Over 8 in 10 gambling premises are within easy access to cash machines

21 January 2022

New research on the geography of gambling in Britain found 83% of gambling premises in Britain have an ATM within a two-minute walk, with two-thirds (65%) less than a minute away. Availability and accessibility of cash is a risk factor for overspending, particularly for people experiencing gambling disorder.

Researchers at the University of Bristol, funded by abrdn Financial Fairness Trust, reviewed literature on the relationship between cash and gambling and also conducted new geographical analysis of gambling premises and ATMs.

The research found that while some gamblers feel that using cash gives them a greater feeling of control over their spend, easy access to cash may lead to some gamblers spending more than they planned.
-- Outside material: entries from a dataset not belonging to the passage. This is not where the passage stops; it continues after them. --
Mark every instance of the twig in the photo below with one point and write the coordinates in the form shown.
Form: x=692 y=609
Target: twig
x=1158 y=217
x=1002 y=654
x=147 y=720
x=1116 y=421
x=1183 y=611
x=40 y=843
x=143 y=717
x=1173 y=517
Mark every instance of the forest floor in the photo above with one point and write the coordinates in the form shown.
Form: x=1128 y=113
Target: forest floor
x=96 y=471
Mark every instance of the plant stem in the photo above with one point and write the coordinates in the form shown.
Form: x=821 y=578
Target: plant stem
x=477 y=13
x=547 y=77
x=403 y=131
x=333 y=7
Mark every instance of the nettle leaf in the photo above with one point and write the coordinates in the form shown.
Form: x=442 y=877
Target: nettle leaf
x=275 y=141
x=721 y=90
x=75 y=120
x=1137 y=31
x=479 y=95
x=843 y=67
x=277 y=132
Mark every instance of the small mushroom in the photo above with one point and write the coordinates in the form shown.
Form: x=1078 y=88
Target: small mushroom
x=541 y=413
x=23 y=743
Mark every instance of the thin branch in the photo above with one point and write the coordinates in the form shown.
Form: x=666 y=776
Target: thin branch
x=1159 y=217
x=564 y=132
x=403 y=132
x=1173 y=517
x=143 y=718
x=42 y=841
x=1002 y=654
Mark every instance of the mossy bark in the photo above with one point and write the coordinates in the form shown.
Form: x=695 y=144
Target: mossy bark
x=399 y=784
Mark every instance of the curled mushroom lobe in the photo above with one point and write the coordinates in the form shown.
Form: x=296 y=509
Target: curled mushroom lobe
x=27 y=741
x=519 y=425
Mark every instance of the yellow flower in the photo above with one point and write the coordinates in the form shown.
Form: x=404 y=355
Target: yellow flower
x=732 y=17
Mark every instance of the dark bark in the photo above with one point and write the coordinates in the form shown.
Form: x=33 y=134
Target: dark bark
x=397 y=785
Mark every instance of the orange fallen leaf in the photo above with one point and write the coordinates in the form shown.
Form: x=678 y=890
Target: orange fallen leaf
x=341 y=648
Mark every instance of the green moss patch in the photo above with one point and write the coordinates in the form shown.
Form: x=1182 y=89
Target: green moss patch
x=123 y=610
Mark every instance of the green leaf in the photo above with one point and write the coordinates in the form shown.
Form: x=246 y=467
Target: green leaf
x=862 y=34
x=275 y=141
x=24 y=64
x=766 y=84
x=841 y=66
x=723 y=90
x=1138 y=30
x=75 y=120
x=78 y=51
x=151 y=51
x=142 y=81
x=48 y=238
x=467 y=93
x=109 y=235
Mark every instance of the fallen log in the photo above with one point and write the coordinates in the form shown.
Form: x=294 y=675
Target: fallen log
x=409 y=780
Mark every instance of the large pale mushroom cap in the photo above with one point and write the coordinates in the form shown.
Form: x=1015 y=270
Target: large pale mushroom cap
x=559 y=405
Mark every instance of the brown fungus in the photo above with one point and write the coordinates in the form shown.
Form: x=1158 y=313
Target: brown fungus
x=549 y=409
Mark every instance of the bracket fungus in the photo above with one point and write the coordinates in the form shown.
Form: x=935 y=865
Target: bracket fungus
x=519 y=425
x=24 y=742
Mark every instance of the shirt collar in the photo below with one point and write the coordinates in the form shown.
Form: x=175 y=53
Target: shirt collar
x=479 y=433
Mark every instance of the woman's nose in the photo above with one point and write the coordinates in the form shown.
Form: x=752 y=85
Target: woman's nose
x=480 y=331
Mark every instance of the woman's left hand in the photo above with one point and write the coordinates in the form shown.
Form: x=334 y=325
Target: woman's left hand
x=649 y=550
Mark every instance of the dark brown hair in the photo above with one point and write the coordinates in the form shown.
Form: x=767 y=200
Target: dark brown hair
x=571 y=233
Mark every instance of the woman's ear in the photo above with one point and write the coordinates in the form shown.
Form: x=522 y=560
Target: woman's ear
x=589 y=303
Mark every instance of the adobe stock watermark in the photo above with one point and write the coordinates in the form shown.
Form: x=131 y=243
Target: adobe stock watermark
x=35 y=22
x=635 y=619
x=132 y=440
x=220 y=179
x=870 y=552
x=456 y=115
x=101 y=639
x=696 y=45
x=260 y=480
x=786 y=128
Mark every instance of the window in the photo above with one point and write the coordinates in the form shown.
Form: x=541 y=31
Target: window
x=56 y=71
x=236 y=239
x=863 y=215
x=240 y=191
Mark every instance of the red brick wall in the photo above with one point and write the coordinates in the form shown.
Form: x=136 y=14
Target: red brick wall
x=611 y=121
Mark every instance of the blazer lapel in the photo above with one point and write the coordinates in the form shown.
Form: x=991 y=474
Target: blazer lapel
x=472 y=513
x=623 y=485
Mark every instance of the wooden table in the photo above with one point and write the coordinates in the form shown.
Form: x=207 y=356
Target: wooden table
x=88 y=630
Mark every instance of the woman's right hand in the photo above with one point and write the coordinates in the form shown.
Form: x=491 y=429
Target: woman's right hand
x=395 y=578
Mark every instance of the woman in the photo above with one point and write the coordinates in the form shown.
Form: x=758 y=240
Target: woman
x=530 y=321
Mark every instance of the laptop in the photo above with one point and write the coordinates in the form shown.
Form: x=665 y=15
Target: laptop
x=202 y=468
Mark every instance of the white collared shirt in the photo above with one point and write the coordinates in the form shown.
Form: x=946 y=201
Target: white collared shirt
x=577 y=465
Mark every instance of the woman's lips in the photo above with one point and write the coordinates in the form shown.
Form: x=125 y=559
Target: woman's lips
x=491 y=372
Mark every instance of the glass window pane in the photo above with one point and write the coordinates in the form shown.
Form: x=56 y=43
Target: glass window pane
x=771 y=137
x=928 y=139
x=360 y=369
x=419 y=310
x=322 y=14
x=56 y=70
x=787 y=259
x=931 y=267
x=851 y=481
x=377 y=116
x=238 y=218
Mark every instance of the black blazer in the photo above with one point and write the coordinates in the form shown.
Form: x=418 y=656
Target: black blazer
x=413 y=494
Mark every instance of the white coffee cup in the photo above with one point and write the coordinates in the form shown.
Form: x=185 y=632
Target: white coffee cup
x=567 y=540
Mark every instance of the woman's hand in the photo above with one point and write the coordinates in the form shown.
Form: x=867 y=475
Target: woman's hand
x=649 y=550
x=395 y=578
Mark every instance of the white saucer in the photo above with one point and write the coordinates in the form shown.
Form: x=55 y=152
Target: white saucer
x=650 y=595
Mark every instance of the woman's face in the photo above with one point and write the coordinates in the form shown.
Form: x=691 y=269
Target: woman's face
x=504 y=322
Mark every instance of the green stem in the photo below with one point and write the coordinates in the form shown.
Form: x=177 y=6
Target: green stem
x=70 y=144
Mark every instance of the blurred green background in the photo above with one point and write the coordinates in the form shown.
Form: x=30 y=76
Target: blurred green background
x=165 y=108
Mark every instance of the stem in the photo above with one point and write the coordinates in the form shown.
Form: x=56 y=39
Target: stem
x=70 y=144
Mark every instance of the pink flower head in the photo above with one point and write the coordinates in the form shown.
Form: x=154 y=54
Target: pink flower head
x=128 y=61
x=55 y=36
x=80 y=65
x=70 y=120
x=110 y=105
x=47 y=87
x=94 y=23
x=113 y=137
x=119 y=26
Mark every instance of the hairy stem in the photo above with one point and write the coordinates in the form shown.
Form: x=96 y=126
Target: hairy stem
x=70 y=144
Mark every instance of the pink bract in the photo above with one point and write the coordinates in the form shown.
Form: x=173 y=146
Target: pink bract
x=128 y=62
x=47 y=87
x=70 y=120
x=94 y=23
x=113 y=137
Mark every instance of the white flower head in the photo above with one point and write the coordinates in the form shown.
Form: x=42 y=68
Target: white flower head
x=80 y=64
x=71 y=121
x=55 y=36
This is particularly relevant for those gambling on gaming machines (which are currently cash-only in Britain) and for those who use cash to circumvent self-imposed blocks on gambling on their debit card.

The geographical analysis found that:

  • There was an ATM physically located at approximately one in every ten gambling premises.
  • While gambling premises tend to be located in relatively deprived areas, those in the most deprived areas are more likely to have an ATM within a gambling venue. In contrast, ATMs in supermarkets, banks and post offices are significantly less likely to be located in deprived areas.
  • Within gambling premises, cash continues to be a key payment method, especially among lower income households – a group who tend to experience higher risk factors for problem gambling.
  • Prior to the coronavirus pandemic, the number of ATMs within gambling premises had been declining but at a rate slower than that for ATMs in venues such as bank branches and Post Offices. Since the pandemic started, however, the rate of decline has been steeper within gambling premises.

Whilst gambling has increasingly moved online, gambling premises still account for nearly half (44%) the UK’s gambling yield (excluding lotteries) prior to the first coronavirus lockdown - around £5 billion.

The research highlights the relative ease with which gamblers in land-based venues can access more money for gambling if they so wish. The report authors therefore recommend:

  • Financial services firms should use the transaction data available to them to further understand whether some customers (in particular, those previously known to spend large amounts at gambling premises) are withdrawing more cash since turning on a gambling block on their debit card.
  • Firms should consider proactively offering customers the ability to further control or limit cash withdrawals. While some banks may allow customers to do this if they ask for it, it is not an option that is routinely offered.
  • Firms should also consider how to better signpost customers to other forms of self-exclusion from gambling, as card blocking on its own may not offer sufficient protection.

Additionally, the existence of workarounds such as cash – and increasingly via a range of new digital ways of paying – highlights the importance of the Government introducing proportionate affordability checks for gamblers in its forthcoming review of the Gambling Act. These would ensure a last layer of protection from harm for those who find workarounds to self-exclusion tools or who are not aware that such tools exist.

Jamie Evans, lead researcher at the University of Bristol, said:

“There is no ‘one-size-fits-all’ solution when it comes to helping individuals wishing to control their gambling spend. While some find cash a useful budgeting tool, for others it may provide an easy route to continue gambling. This means it is crucial that banks offer their customers the flexibility to manage their money in the way that works best for them.”

Mubin Haq, CEO at abrdn Financial Fairness Trust, said:

“Despite the decline of the use of cash in recent years in Britain, it remains a key payment method at gambling venues especially amongst those on lower incomes. However, today’s report finds a worrying overlap between gambling venues and cash machines, and that this concentration is even greater in poorer areas.

“It remains far too easy for people to spend more than they intend to on gambling. It is therefore important that financial services firms, gambling operators and Government work in coalition to close loopholes such as those offered by cash (or other forms of payment). Whilst good progress has been made on bringing in gambling blocks on card payments we need to see more protection from harm than is currently on offer.”